Category Archives: {#Capítulo3_2017}

{#página90} 

– Gosto de saber que estás melhor! 

– Não estou melhor. Estou…diferente.

– Não! Consigo perceber que estás melhor. 

– Não. Estou diferente. 

– Tu estás melhor! 

– Não… Apenas diferente… 

Verbalizar assusta-me… Por isso mantenho: estou apenas diferente. 

{e as projecções, sempre as projecções! Para o bom e para o mau. Até quando? E como saber distinguir entre uma projecção e outra coisa qualquer…?} 

{#página89} 

Luz e sombra. 

Branco e preto. 

Positivo e negativo. 

Insisto em não ver. Em não querer ver. A luz, minha. O branco, meu. O positivo, que tenho. 

Mais facilmente aceito o meu lado escuro, a minha face negra, os meus pontos abaixo de zero. Os outros, os opostos do que vejo, não os reconheço. Não os sei reconhecer em mim. Não os sei aceitar. Não os quero assumir como opostos de sombra, de preto, de negativo. Prefiro mantê-los no cinza, ali no meio. Média. Mediana. 

Assumi-los seria exigir de mim mesma mais, muito mais, do que sei ser capaz de ser. Exigir de mim mesma o que nunca soube ser. O que nunca fui? Mediana, é só o que quero ser. Não menos que isso porque não sou apenas escuridão, não mais que isso porque não sou apenas luz. Cinza. Cinza sei ser. Cinza linear, médio, na proporção certa de preto e branco. 

Onde foi que me perdi no percurso de me ver e aceitar que, se calhar, também tenho luz, branco, positivo? Onde foi que deixei de acreditar que, se calhar, também posso pôr na balança aquilo que nunca lhe soube o peso por achar, apenas, que simplesmente faz parte e não tem que ser medido? Onde foi que passei a reconhecer qualidades apenas nos outros e nunca em mim mesma? Onde foi tudo isto que me tornei sem dar conta? 

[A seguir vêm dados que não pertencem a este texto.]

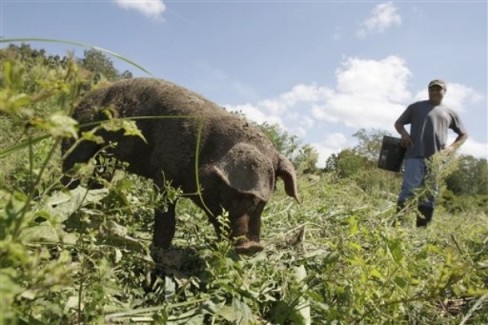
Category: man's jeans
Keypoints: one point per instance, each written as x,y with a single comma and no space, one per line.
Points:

Um dia, dizem-me, irei saber reconhecer aquilo que hoje insisto em não querer ver. Dizem-me que não querer ver faz parte. Que não querer ver é um processo interno de defesa. Dizem-me. Não querer ver, digo eu, é o resultado de todos os processos externos que me demonstraram ao longo do caminho que esse lado luz, branco, positivo, esse lado que insisto em não querer ver, esse lado que querem que me esforce por aceitar que existe, não querer ver, digo eu, é o resultado de todos esses processos externos que desde sempre me recordam que não sou mais que sombra, preto, negativo. 

Por isso cinza. Proporção certa de preto e branco, luz e sombra, positivo e negativo. Média. Mediana. Jogar pelo seguro. Não exigir de mim mesma o que não posso oferecer. A mim própria. 

Não. Não vejo. Não quero ver. Não sei sequer se saberei alguma vez ver. Sei, apenas, que me defendo ainda antes do ataque. Ergo muros, barreiras, visto a armadura, ponho a máscara, aguardo o embate. Sempre doerá menos quando voltar a falhar. A falhar comigo mesma. 

{#página88} 

Não será o último pensamento do dia. Outros, tantos!, virão ainda antes de adormecer. Mas é um pensamento recorrente de final de dia: hoje não foi assim tão mau. 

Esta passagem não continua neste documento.